On Tuesday, Nasa has temporarily delayed a scheduled space mission for 2 astronauts, outside the International Space Station, fearing a “debris notice” that was issued to the orbiting research laboratory. Astronauts Thomas Marshburn, as well as Kayla, were scheduled to leave the space station to repair a failing antenna, despite what Nasa officials described as a slightly higher danger posed by junk from a Russian anti-satellite missile launch weeks earlier. However, approx. 5 hours before the spacewalk was scheduled to begin, Nasa announced on Twitter that the spacewalk had been postponed for the time being. NASA received a notification that the space station had been hit by debris. Teams have chosen to postpone the Nov. 30 spacewalk, until additional information is available due to not being able to adequately analyze this danger as it may cause harm to the astronauts.
It was unclear how near the debris came to the space station, which is approximately orbiting 250 miles (402 kilometers) above the Earth, and whether it was connected to the Russian missile launch. Nasa TV had intended to broadcast live footage of the 6-hour spacewalk, which was set to begin at 7.10 Am., ET (12.10 GMT). Their mission was to repair a malfunctioning S-band radio communications antenna component that had been in place for more than 20 years, as well as replace it with a new one stored outside of the space station. The faulty antenna recently lost its ability to transmit messages to Earth. Even though other antennas on the space station can serve the same role, mission managers chose to install a replacement.
Marshburn was supposed to collaborate with Barron while placed at the end of a robotic arm, controlled from within the station by European Space Agency astronaut Matthias Maurer, with assistance from American Crewmate Raja Chari. The 4 reached the space station on November 11 in a SpaceX Crew Dragon spacecraft launched from the Kennedy Space Center in Cape Canaveral, Florida, where they joined 2 Russian cosmonauts as well as a Nasa astronaut, who are now all currently on board.

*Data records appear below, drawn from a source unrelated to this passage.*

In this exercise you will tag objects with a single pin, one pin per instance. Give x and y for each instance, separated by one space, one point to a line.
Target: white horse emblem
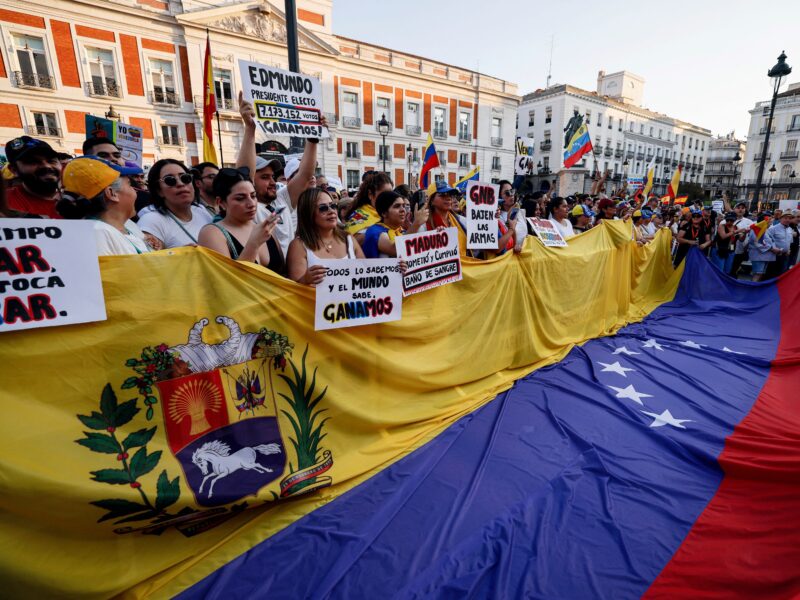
223 463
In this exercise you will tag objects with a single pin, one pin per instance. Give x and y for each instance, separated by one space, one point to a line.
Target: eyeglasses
172 181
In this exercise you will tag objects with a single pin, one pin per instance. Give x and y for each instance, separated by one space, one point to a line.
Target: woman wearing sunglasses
237 235
174 220
318 238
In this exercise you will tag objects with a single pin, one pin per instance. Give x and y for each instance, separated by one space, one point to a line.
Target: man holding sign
285 103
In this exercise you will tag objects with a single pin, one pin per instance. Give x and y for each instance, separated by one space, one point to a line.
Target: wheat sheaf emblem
192 400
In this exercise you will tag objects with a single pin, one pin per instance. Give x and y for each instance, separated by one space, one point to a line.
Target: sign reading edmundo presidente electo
285 103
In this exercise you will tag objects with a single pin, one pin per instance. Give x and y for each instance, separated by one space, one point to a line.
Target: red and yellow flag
672 189
209 106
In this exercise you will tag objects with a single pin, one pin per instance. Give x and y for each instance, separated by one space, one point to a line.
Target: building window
32 60
384 107
439 120
464 133
162 79
223 89
45 124
102 73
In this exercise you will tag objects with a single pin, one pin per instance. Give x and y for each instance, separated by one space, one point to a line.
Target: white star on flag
666 418
691 344
630 393
726 349
652 344
614 368
624 350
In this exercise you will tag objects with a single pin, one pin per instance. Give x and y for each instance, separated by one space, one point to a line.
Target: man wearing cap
100 190
299 177
37 166
742 225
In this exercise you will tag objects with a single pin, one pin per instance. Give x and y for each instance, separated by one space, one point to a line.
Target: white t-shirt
168 230
741 224
111 241
287 223
565 228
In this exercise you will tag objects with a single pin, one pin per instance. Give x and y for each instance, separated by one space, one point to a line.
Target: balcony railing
43 131
109 88
162 97
23 79
170 141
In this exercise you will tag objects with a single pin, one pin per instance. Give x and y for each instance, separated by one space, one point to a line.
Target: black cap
24 146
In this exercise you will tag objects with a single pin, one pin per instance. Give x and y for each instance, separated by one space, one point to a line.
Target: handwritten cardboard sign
285 103
358 292
482 229
432 258
49 274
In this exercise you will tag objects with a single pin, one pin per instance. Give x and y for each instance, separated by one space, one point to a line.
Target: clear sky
703 61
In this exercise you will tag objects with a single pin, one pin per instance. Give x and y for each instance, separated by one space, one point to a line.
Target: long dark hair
371 184
306 211
153 177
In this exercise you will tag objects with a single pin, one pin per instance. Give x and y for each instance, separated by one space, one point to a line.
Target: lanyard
179 224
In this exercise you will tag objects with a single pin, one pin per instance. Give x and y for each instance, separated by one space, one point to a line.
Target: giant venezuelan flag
659 460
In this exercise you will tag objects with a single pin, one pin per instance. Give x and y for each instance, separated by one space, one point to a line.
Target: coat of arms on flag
224 424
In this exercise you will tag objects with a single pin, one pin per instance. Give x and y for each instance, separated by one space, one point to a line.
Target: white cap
291 168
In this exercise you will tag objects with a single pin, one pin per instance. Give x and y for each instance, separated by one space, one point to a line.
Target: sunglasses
172 181
323 208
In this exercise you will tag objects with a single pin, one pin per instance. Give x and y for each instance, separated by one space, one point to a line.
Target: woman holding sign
237 235
441 206
318 238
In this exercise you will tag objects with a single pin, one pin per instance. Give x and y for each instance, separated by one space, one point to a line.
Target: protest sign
432 258
358 292
481 221
49 274
548 234
128 138
285 103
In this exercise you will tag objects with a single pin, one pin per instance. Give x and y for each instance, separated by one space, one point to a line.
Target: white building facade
65 59
622 131
724 162
782 153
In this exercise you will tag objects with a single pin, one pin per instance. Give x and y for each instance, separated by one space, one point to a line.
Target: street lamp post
383 129
778 72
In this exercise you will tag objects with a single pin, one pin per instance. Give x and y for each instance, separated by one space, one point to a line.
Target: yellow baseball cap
89 175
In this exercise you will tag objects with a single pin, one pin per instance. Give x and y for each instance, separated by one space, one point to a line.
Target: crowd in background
277 213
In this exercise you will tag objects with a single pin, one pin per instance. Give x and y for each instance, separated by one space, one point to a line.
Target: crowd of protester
279 215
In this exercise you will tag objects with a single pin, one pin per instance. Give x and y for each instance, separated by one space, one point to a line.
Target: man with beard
37 166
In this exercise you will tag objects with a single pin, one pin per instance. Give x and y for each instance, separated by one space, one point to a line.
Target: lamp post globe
776 73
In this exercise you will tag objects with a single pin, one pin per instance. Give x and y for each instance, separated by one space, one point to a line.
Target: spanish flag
672 189
430 160
209 106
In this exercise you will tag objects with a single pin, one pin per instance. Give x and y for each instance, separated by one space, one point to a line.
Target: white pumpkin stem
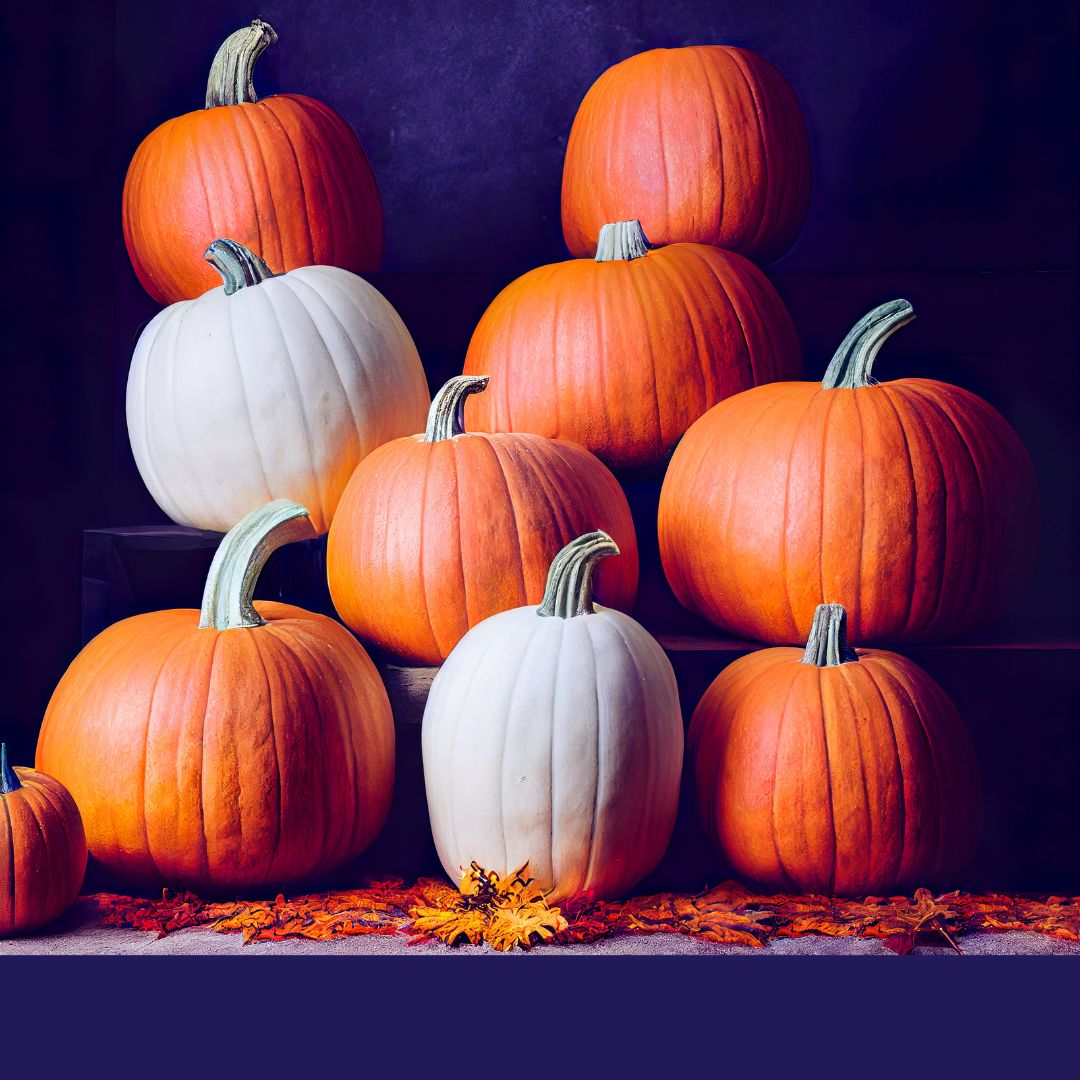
9 782
238 266
827 644
446 417
569 589
230 75
853 361
240 558
622 240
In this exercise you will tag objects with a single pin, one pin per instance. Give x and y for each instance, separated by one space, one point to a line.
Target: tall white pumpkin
553 736
271 386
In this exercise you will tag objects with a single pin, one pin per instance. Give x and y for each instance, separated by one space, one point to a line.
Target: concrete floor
80 933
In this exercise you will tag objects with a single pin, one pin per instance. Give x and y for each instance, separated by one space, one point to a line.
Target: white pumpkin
553 736
269 387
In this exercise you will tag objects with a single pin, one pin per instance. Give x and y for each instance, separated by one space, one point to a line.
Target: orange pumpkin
241 746
623 352
436 532
914 500
704 144
834 770
284 176
42 849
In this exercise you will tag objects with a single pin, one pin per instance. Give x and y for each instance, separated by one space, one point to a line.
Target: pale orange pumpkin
704 144
622 352
436 532
42 849
245 745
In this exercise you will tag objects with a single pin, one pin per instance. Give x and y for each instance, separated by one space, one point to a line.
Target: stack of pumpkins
251 744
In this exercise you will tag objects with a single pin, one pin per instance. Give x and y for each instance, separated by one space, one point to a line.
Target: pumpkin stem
9 782
230 75
851 363
622 240
446 417
569 589
240 557
238 266
827 644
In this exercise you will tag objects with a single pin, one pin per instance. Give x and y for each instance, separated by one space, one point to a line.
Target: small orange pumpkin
704 144
622 352
285 176
42 849
436 532
833 770
243 745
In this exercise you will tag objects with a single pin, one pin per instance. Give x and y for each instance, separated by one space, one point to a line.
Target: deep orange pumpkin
237 747
704 144
284 176
42 849
831 770
622 352
435 532
914 500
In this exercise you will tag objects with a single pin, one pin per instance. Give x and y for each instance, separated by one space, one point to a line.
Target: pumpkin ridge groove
202 763
774 833
985 535
493 446
758 111
11 858
277 752
269 111
271 202
301 408
140 802
232 113
872 678
238 353
905 625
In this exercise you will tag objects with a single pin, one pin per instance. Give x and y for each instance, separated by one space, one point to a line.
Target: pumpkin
914 500
704 144
436 532
42 849
285 176
235 747
553 737
833 770
623 352
268 387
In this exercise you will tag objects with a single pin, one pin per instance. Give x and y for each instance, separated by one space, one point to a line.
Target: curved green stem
827 644
446 417
569 589
621 240
230 75
238 266
851 364
9 782
240 558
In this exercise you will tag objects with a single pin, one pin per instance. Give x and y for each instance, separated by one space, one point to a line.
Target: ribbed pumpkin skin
622 356
284 176
42 853
220 760
275 391
913 502
557 742
703 144
852 780
432 538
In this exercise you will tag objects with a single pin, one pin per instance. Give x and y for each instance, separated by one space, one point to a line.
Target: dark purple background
944 139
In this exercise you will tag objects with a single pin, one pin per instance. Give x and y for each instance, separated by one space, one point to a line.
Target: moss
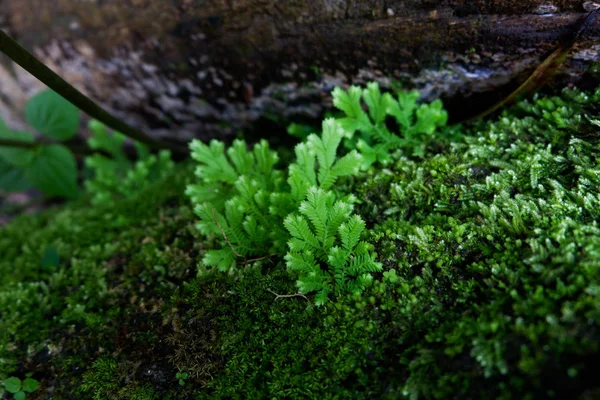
490 245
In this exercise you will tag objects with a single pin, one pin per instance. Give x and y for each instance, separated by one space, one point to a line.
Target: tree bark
209 68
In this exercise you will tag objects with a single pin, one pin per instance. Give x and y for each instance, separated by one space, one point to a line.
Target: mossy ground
490 289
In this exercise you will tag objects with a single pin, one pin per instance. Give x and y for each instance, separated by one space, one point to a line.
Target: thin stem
30 63
78 150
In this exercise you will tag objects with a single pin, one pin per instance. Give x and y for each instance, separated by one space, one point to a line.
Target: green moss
491 253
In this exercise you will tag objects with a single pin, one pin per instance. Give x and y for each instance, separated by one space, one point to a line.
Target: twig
281 296
224 235
31 64
258 259
78 150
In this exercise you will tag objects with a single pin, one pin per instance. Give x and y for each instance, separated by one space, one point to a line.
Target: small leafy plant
239 199
375 141
325 233
19 388
50 167
116 177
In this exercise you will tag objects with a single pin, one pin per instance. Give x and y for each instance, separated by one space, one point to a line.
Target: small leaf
12 384
15 155
52 115
30 385
54 171
12 179
51 258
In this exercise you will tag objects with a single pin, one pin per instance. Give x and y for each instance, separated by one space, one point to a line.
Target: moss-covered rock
490 247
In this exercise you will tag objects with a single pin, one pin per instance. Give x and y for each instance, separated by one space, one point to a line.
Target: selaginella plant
417 122
240 199
325 248
49 167
114 175
245 201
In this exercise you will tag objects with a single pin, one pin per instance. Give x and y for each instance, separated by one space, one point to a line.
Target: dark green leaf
51 258
12 384
16 155
52 115
30 385
54 172
12 179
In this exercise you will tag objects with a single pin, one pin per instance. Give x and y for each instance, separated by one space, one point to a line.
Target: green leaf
12 384
30 385
15 155
54 172
12 179
52 115
51 259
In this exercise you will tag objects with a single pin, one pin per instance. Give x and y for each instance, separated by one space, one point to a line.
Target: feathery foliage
239 199
314 231
244 200
417 122
317 164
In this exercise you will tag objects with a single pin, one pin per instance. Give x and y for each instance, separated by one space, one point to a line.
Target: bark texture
206 68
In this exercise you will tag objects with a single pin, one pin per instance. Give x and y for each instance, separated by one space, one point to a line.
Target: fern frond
299 229
350 232
376 103
241 158
315 208
214 165
301 262
347 165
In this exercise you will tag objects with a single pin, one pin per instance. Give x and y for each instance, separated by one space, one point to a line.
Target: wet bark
210 68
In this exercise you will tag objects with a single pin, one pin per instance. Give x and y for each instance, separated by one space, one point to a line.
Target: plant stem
30 63
79 150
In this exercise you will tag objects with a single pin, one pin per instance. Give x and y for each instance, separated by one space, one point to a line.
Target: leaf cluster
116 177
249 204
50 168
325 232
239 198
416 122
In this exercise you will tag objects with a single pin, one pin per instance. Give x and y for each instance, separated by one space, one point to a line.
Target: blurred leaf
52 115
16 155
12 384
12 178
30 385
54 171
51 259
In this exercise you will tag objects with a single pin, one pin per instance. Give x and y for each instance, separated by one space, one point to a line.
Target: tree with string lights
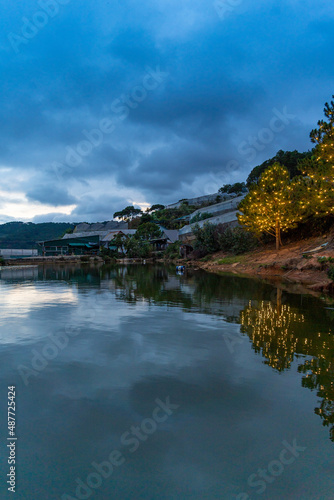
272 205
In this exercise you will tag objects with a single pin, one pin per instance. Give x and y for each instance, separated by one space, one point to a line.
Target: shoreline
296 263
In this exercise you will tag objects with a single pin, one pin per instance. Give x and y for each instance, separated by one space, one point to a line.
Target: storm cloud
109 103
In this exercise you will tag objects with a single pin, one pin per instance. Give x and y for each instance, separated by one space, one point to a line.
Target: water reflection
155 333
281 334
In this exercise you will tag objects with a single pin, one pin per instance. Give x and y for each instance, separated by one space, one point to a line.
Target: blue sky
111 103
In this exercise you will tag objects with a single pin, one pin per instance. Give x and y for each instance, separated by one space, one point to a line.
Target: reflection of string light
269 328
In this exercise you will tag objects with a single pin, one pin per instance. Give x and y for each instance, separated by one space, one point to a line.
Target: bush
206 238
237 241
200 216
173 251
136 248
211 238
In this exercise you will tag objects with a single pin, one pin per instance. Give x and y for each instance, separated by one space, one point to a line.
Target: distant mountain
25 234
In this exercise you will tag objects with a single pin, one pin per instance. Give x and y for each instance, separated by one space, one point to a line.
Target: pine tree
323 137
272 205
319 169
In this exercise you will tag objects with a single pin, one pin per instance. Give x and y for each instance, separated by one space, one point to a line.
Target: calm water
136 383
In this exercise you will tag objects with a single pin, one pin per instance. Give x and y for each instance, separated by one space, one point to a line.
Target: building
221 213
168 237
12 253
70 246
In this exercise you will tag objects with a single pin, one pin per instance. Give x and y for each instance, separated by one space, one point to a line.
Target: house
221 213
69 246
168 237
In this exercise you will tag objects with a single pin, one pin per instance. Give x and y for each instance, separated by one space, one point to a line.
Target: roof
172 234
125 232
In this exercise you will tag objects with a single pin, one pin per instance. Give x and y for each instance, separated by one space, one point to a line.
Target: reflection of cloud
21 300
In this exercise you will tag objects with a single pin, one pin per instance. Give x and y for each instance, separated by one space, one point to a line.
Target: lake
139 383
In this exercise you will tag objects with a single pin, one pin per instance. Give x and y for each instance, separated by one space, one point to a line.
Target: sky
109 103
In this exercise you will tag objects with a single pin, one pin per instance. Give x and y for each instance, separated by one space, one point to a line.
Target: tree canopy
268 207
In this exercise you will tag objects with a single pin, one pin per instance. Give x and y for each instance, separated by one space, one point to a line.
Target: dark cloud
225 77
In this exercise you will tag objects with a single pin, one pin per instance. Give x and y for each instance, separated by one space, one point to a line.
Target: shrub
173 251
136 248
237 241
200 216
206 238
210 238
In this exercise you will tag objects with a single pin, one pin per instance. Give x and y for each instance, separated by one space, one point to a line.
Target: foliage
127 213
148 231
236 188
330 273
118 241
323 136
136 248
214 237
290 159
237 241
169 217
206 238
173 251
200 216
156 207
69 231
228 260
319 169
26 234
323 260
272 205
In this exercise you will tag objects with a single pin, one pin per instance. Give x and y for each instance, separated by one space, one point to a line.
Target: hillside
25 234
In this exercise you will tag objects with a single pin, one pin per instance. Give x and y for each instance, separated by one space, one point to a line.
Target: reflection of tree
278 332
320 377
271 329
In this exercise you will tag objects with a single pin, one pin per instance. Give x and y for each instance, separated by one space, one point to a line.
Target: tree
127 213
269 205
236 188
148 231
290 159
319 169
137 248
156 207
323 136
118 241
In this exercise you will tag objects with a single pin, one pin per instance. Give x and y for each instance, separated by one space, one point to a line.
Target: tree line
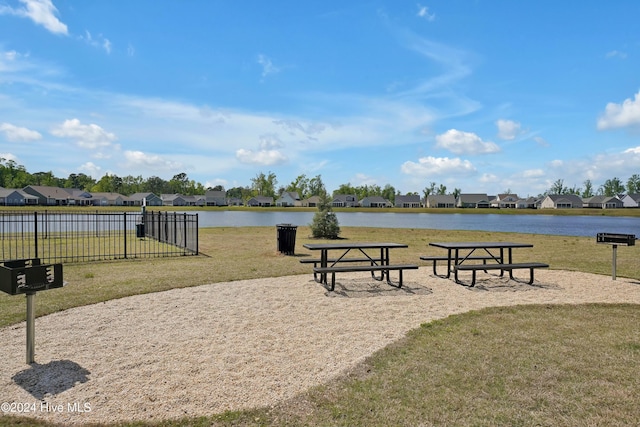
13 175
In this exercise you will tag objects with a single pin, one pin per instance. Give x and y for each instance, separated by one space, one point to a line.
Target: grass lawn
529 365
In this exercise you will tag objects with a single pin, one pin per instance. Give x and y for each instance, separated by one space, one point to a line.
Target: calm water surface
537 224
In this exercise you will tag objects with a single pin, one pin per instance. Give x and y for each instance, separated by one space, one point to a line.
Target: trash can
286 238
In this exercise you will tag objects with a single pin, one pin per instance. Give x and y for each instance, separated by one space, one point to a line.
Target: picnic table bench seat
436 258
531 266
353 268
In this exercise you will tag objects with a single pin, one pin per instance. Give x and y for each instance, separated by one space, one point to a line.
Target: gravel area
203 350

As per Nasa, 4 days later, a Russian anti-satellite missile test performed without notice caused a debris field in the Low-Earth Orbit, with all 7 members of the crew seeking refuge in their docked spacecraft to enable for a speedy escape, until the immediate threat had passed.
As per Dana Weigel, Nasa’s deputy manager for the International Space Station, the cloud of debris has subsequently dissipated. However, Weigel told reporters on Monday that residual shards posed a “slightly enhanced” background danger to the space station overall, as well as a 7% higher chance of spacewalker suits being perforated, compared to previous missile launch by Russia. She stated that Nasa has yet to completely calculate the increased risks presented by the more than 1,700 bigger debris shards it is monitoring all around the orbit of the station, however the 7% increase in danger to spacewalkers was “well within” variations previously found in “its natural surroundings.”